Your Choice: Listen or Read
I met Lynn Ball at Cranbrook in 1979, though she carried a world of experience long before our paths crossed. Her years in WARM, the Women’s Art Registry of Minnesota, gave her a grounded confidence I admired—a belief that if artists didn’t have the platforms they needed, they could build them themselves.
When I arrived, Lynn already had a master’s degree in literature and was finishing another in ceramics. She had direction. Focus. A sense of purpose that made you want to rise to her level. I was still in the process of becoming who I hoped to be.
When I eventually moved to Minneapolis, she was working the front desk at the Black Forest. We were both restless and looking for a creative foothold. During those evenings—over dinners, sketchbooks, and the usual artist worries—the idea surfaced that the art community needed something simple but essential: a central source of information. A place artists could turn to for opportunities, events, and a sense of connection. The idea wasn’t mine or hers alone. It came out of the conversations we were having about building a life together in a city we both wanted to belong to.

We began making prototypes and applying for grants. When the first applications didn’t land, we sat down at the table and reshaped them together—her depth and clarity, my instinct for simple writing. That version got funded.
With that seed money, the newsletter quickly grew into something bigger: a tabloid. Eight pages of news, listings, and opportunities. When the first issue of Artpaper came out on February 1, 1982, it immediately felt like a missing piece of the arts community—a practical, steady voice for working artists.

In those early months, others stepped in to help shape its direction.
By the second year, the workload exploded. That’s when we brought in Linda Wing, who took on the monumental job of compiling the “basic survival information”: grants, competitions, residencies, job postings, opportunities—the real lifelines for artists trying to make a living.
In those early days gallery openings were scattered across the month, thinning attendance. Working with Suzanne Kosmalski, and with help from Thom Barry, we tried a simple experiment: reserve the entire back page for galleries willing to open on the same night. That small push restored a shared rhythm and grew into the now-famous gallery crawl.
And something else began happening: letters to the editor. Honest, unfiltered, sometimes argumentative, always passionate. They revealed that Artpaper wasn’t just distributing information—it was becoming the voice of the visual arts community.
Wanting to stay connected to that voice, we asked Neal Cuthbert to lead an Artist’s Advisory Panel—a monthly gathering of artists with their feet on the ground. Instead of rewriting press releases, we wanted to listen to the community itself. Neal was steady, thoughtful, and widely trusted—exactly what the panel needed.
Lynn was the organized, reliable editor who held the paper together. I was the one out in the community—meeting artists, gathering stories, listening. Together, and with a small team equally committed to the cause, we helped shape a publication that reflected the world we were living in and the one we hoped might exist.

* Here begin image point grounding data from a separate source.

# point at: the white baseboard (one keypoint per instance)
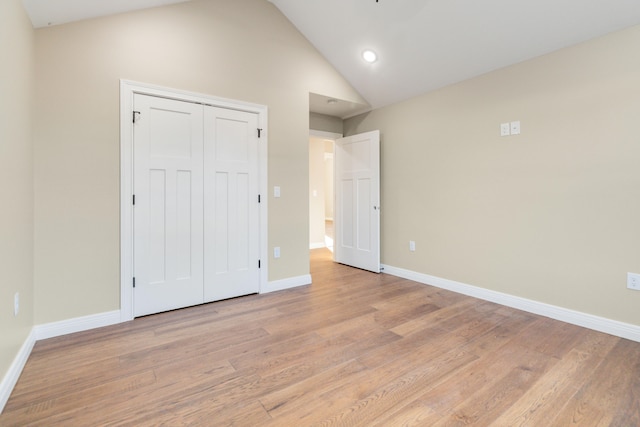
(11, 377)
(78, 324)
(601, 324)
(292, 282)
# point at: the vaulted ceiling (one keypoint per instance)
(422, 45)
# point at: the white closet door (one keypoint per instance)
(231, 204)
(168, 211)
(357, 210)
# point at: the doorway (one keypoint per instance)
(321, 189)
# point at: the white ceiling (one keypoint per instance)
(422, 45)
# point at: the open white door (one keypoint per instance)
(357, 208)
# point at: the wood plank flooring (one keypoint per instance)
(353, 349)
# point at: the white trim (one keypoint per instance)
(323, 134)
(127, 91)
(601, 324)
(78, 324)
(11, 377)
(292, 282)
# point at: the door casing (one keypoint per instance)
(127, 91)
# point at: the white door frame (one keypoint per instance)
(127, 91)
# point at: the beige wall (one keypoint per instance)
(551, 215)
(325, 123)
(241, 49)
(16, 178)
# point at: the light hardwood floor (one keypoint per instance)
(354, 348)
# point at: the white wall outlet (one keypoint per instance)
(515, 128)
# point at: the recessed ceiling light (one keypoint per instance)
(369, 56)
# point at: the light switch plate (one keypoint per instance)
(515, 128)
(505, 129)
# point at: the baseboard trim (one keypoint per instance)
(292, 282)
(11, 377)
(78, 324)
(601, 324)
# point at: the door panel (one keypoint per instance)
(357, 210)
(168, 214)
(231, 204)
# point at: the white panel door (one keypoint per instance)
(357, 208)
(231, 245)
(168, 210)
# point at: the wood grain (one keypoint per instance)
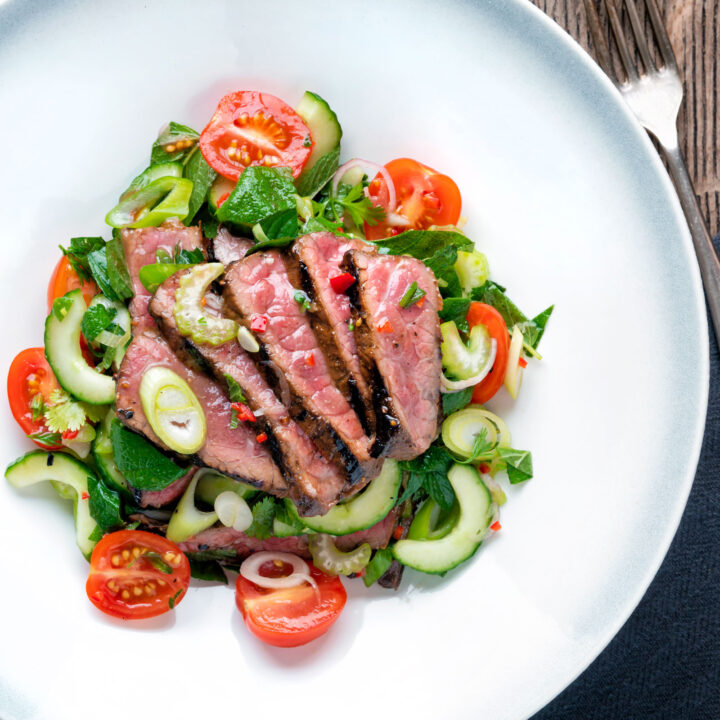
(693, 29)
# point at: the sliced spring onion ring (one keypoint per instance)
(250, 570)
(247, 340)
(233, 511)
(366, 165)
(172, 410)
(514, 373)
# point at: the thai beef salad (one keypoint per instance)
(275, 364)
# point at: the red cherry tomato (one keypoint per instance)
(487, 315)
(252, 128)
(64, 279)
(423, 196)
(137, 574)
(291, 616)
(30, 375)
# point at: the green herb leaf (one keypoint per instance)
(209, 570)
(411, 295)
(144, 466)
(202, 176)
(311, 182)
(452, 402)
(302, 299)
(77, 254)
(171, 135)
(518, 464)
(235, 392)
(378, 566)
(96, 319)
(61, 307)
(260, 193)
(104, 504)
(423, 244)
(263, 514)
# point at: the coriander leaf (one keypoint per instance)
(96, 319)
(104, 504)
(424, 244)
(209, 570)
(144, 466)
(378, 566)
(456, 310)
(411, 295)
(202, 176)
(165, 147)
(234, 391)
(260, 192)
(117, 271)
(61, 307)
(263, 514)
(518, 464)
(78, 251)
(452, 402)
(311, 182)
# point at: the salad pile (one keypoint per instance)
(151, 509)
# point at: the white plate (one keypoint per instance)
(567, 197)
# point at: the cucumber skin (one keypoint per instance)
(64, 366)
(320, 524)
(461, 557)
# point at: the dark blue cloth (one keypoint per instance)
(665, 662)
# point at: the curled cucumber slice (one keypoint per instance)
(330, 560)
(172, 410)
(192, 321)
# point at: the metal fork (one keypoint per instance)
(655, 94)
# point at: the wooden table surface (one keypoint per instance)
(693, 28)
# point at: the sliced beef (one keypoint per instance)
(224, 538)
(320, 256)
(227, 248)
(233, 452)
(315, 484)
(399, 349)
(259, 287)
(160, 498)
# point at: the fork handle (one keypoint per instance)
(704, 249)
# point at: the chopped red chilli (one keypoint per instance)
(340, 283)
(259, 323)
(244, 412)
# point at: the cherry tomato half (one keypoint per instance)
(487, 315)
(137, 574)
(252, 128)
(424, 197)
(64, 279)
(291, 616)
(30, 375)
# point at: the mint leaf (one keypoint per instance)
(144, 466)
(311, 182)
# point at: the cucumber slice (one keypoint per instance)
(465, 361)
(69, 477)
(108, 339)
(323, 124)
(186, 519)
(362, 510)
(330, 560)
(472, 269)
(62, 349)
(104, 457)
(191, 319)
(211, 483)
(172, 410)
(439, 556)
(219, 190)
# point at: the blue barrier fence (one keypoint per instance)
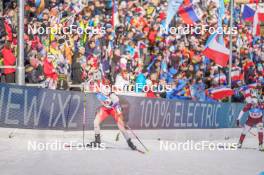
(25, 107)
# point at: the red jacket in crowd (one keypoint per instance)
(49, 70)
(9, 60)
(8, 31)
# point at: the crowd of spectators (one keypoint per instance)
(127, 48)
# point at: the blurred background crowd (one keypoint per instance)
(131, 49)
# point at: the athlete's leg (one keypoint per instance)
(101, 115)
(243, 134)
(121, 126)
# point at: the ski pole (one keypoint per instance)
(137, 138)
(117, 136)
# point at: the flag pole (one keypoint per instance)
(231, 44)
(20, 72)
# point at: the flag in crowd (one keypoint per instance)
(258, 20)
(248, 12)
(190, 14)
(173, 7)
(220, 92)
(217, 52)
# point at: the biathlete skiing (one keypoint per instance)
(255, 118)
(110, 106)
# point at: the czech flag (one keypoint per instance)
(217, 52)
(190, 14)
(245, 90)
(220, 92)
(248, 13)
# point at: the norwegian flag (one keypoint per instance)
(258, 21)
(220, 92)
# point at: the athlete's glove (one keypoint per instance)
(238, 123)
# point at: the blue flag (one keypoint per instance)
(173, 7)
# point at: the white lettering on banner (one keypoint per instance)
(148, 109)
(51, 109)
(183, 124)
(33, 109)
(155, 120)
(209, 112)
(190, 114)
(195, 123)
(216, 112)
(157, 113)
(202, 116)
(14, 106)
(177, 114)
(165, 113)
(62, 107)
(71, 124)
(2, 100)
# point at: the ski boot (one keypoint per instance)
(131, 145)
(96, 142)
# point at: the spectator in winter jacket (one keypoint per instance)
(9, 60)
(50, 72)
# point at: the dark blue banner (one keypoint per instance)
(25, 107)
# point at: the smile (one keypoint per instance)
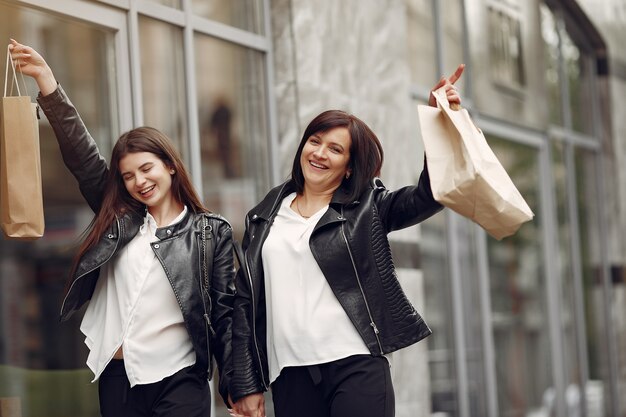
(147, 190)
(316, 165)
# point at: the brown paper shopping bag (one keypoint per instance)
(21, 200)
(465, 174)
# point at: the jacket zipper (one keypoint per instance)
(119, 228)
(256, 343)
(358, 280)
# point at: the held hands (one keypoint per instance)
(252, 405)
(29, 62)
(452, 93)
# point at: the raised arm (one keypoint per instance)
(79, 150)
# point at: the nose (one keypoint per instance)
(320, 152)
(139, 180)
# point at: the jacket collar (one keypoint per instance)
(270, 204)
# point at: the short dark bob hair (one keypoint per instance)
(366, 152)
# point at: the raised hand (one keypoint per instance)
(454, 98)
(29, 62)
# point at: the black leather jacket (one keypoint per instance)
(351, 247)
(179, 248)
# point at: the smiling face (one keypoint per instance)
(325, 158)
(147, 178)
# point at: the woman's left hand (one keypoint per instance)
(451, 91)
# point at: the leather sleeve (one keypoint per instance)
(245, 379)
(222, 293)
(409, 205)
(79, 150)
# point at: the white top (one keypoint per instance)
(306, 325)
(134, 305)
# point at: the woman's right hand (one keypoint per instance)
(30, 62)
(252, 405)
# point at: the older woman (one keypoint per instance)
(318, 303)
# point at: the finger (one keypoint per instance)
(457, 74)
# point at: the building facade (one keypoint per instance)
(532, 325)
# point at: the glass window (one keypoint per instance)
(439, 316)
(233, 131)
(42, 362)
(452, 15)
(577, 70)
(597, 391)
(163, 80)
(551, 57)
(565, 264)
(505, 48)
(243, 14)
(518, 288)
(421, 42)
(171, 3)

By 1984, Artpaper had outgrown its kitchen-table beginnings. What started as a modest tabloid was now a recognized presence in the arts community—carrying voices, connecting circles, and giving working artists a sense of place. Those early years were nimble and collaborative, shaped by intuition, shared labor, and the belief that artists could build their own infrastructure when none existed. The publication was finding its voice, its audience, and its purpose. The groundwork was there—steady, scrappy, and full of momentum—ready to meet the larger ambitions and responsibilities that were beginning to emerge.